Julie Miville-Dechêne nie tout conflit d’intérêts

Julie Miville-Dechêne affirme qu’elle doit défendre les femmes utilisatrices du système de santé.
Photo: Jacques Nadeau Le Devoir Julie Miville-Dechêne affirme qu’elle doit défendre les femmes utilisatrices du système de santé.

La présidente du Conseil du statut de la femme (CSF), Julie Miville-Dechêne, « réfute avec vigueur » tout conflit d’intérêts causé par l’intervention de sa soeur auprès du ministre de la Santé, Gaétan Barrette, lors de la préparation du projet de loi 20.

Comme le révélait Le Devoir vendredi, Geneviève Dechêne, une spécialiste des soins palliatifs, a conseillé l’équipe du ministre de la Santé pour établir les quotas de patients à imposer aux médecins dans le cadre du projet de loi 20. Des documents indiquent qu’elle a pu échanger sur cette question directement avec M. Barrette pendant au moins une heure et demie. Or, Julie Miville-Dechêne a causé la surprise fin février en appuyant le projet de loi au nom du CSF en commission parlementaire.
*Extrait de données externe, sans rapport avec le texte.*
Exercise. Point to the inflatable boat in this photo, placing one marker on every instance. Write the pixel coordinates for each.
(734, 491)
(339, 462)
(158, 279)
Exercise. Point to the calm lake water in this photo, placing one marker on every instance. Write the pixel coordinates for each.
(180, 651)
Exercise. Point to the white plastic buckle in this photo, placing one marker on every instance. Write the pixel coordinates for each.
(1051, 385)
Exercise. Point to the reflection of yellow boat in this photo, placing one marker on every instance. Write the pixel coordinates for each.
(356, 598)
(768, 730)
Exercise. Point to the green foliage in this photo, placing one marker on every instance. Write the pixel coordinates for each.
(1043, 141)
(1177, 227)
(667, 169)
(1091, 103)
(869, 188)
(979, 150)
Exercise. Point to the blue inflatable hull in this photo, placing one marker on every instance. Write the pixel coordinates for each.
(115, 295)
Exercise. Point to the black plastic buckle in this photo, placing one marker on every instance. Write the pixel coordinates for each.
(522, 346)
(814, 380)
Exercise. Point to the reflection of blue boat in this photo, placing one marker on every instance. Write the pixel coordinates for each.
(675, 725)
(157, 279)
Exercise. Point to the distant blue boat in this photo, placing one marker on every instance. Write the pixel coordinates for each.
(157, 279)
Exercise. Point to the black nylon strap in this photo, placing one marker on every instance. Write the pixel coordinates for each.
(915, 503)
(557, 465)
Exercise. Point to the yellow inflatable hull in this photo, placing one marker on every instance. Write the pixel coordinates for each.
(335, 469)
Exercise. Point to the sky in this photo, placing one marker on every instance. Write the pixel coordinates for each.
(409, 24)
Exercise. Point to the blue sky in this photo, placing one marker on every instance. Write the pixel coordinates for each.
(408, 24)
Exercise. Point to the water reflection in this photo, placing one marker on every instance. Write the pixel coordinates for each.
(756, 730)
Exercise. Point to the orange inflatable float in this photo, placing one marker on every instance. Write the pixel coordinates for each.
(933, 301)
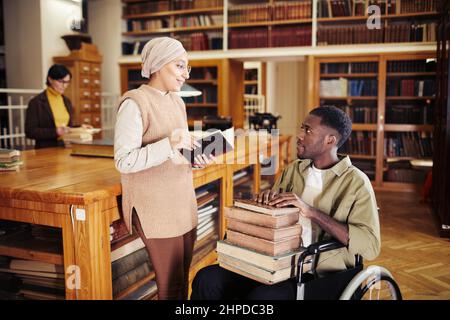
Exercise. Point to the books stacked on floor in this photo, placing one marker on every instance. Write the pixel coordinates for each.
(208, 211)
(263, 242)
(243, 184)
(34, 280)
(130, 264)
(10, 160)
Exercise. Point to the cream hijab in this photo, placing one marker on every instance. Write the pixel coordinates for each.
(158, 52)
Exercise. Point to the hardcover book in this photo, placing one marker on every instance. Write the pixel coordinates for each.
(259, 219)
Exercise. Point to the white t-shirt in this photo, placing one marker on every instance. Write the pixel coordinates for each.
(313, 189)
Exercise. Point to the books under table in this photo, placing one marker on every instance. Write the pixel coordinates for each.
(260, 267)
(263, 208)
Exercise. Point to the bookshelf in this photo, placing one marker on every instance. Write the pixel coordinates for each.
(390, 99)
(222, 25)
(219, 80)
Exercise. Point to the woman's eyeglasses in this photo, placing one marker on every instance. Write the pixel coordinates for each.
(184, 68)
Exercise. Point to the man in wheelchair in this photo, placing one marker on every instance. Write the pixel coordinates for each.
(336, 200)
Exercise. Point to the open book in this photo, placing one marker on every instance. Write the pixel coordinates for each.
(213, 143)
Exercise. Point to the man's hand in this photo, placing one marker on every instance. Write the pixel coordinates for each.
(291, 199)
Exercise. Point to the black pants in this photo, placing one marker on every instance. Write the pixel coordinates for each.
(216, 283)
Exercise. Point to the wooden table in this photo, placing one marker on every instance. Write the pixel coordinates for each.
(79, 195)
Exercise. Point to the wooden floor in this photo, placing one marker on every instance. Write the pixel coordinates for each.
(411, 247)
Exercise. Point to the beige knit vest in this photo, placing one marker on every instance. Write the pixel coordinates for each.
(163, 196)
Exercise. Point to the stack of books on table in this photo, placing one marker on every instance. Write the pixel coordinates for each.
(208, 211)
(263, 242)
(10, 160)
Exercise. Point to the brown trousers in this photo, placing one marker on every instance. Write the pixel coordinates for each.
(171, 259)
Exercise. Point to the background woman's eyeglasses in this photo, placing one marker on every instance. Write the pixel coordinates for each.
(63, 81)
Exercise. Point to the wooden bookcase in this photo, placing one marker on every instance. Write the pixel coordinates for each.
(390, 98)
(238, 24)
(198, 24)
(440, 201)
(84, 90)
(221, 83)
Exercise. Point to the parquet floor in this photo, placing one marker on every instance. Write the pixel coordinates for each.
(411, 248)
Des membres du conseil d’administration de l’organisme de promotion et de défense des droits des femmes y ont vu une « apparence de conflit d’intérêts », ce que nie catégoriquement la principale intéressée.

Dans une lettre publiée vendredi sur le site Internet du CSF, Julie Miville-Dechêne admet que les faits présentés soulèvent des questions, mais dit vouloir dissiper les doutes. « À titre de présidente du Conseil du statut de la femme, c’est mon rôle de prendre la défense des femmes utilisatrices du système de santé. Je ne m’empêcherai pas de le faire parce que j’ai une soeur médecin qui, par ailleurs, est active pour défendre une pratique bien précise, celle des soins palliatifs à domicile », écrit-elle.

À la défense de sa soeur

L’ancienne journaliste de Radio-Canada reconnaît qu’au fil des ans, sa soeur a obtenu des rendez-vous avec de nombreux hauts fonctionnaires, en plus de l’ancien ministre de la Santé Réjean Hébert et de l’actuel titulaire du poste.
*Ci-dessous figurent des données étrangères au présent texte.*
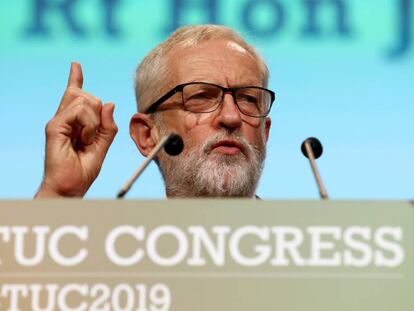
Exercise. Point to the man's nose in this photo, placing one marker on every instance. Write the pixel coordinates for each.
(229, 114)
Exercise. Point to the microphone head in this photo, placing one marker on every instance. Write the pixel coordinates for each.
(316, 147)
(174, 145)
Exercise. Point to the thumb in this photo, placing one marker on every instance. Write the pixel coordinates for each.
(75, 75)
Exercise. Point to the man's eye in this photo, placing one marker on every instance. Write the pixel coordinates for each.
(247, 98)
(200, 96)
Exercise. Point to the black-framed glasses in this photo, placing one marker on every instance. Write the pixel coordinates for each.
(203, 97)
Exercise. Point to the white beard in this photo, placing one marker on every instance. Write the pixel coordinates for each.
(199, 172)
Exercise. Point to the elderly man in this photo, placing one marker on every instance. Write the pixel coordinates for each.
(204, 83)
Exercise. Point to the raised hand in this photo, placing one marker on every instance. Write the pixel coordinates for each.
(77, 140)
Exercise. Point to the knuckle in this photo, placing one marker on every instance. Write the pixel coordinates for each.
(72, 90)
(114, 128)
(50, 127)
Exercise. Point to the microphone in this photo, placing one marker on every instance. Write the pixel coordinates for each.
(173, 145)
(312, 149)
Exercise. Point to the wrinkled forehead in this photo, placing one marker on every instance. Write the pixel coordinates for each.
(212, 58)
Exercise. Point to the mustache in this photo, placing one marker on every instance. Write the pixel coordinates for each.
(208, 144)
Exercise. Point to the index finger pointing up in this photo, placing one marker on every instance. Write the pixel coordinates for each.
(75, 75)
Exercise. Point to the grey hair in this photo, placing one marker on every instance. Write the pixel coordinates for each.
(151, 72)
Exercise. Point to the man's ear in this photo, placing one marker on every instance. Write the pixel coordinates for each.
(143, 133)
(268, 122)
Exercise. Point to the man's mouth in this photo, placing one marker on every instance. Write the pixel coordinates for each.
(228, 147)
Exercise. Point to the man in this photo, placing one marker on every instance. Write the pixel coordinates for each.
(204, 83)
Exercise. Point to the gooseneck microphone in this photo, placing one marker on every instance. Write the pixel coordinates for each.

Sa soeur n’est pas une lobbyiste défendant des intérêts privés et ne s’est jamais prononcée sur le projet de loi 20, soutient-elle. « Depuis des années, elle est présente dans les médias et les débats sur la pratique des soins à domicile. Elle cherche à revaloriser ce type de pratique, car peu de médecins s’y intéressent », explique-t-elle.

En appuyant le projet de loi 20 et par le fait même l’imposition de quotas de patients aux médecins, Mme Miville-Dechêne a affirmé vouloir défendre « les patientes vulnérables plutôt qu’un petit groupe de femmes qui disposent d’un revenu élevé ». Dans sa déclaration officielle diffusée vendredi, elle souligne que ce sont avant tout les femmes qui tireront profit d’un meilleur accès aux soins. « Pas moi ni ma soeur », conclut-elle.
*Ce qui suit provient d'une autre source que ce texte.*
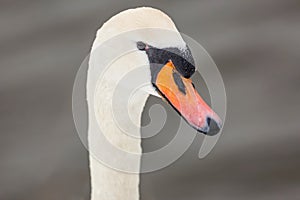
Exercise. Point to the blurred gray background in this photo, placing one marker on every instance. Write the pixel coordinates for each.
(255, 44)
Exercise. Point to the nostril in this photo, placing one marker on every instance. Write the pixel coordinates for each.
(214, 128)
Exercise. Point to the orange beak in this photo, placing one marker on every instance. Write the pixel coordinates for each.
(182, 95)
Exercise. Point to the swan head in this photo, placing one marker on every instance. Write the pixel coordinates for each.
(169, 61)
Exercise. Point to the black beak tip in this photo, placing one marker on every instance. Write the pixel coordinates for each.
(212, 128)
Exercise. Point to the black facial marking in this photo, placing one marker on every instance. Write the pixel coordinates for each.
(179, 82)
(141, 46)
(181, 58)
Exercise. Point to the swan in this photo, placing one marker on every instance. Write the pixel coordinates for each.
(169, 76)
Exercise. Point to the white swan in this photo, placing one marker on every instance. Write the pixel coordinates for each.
(171, 79)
Cette prise de position a néanmoins causé des dégâts en interne. L’avocate Julie Latour a claqué la porte du CSF la semaine dernière en dénonçant l’« asphyxie matérielle » et le « musellement intellectuel » au sein de l’organisme. Elle a notamment reproché à Mme Miville-Dechêne d’avoir rédigé en catimini le mémoire du CSF appuyant le projet de loi 20.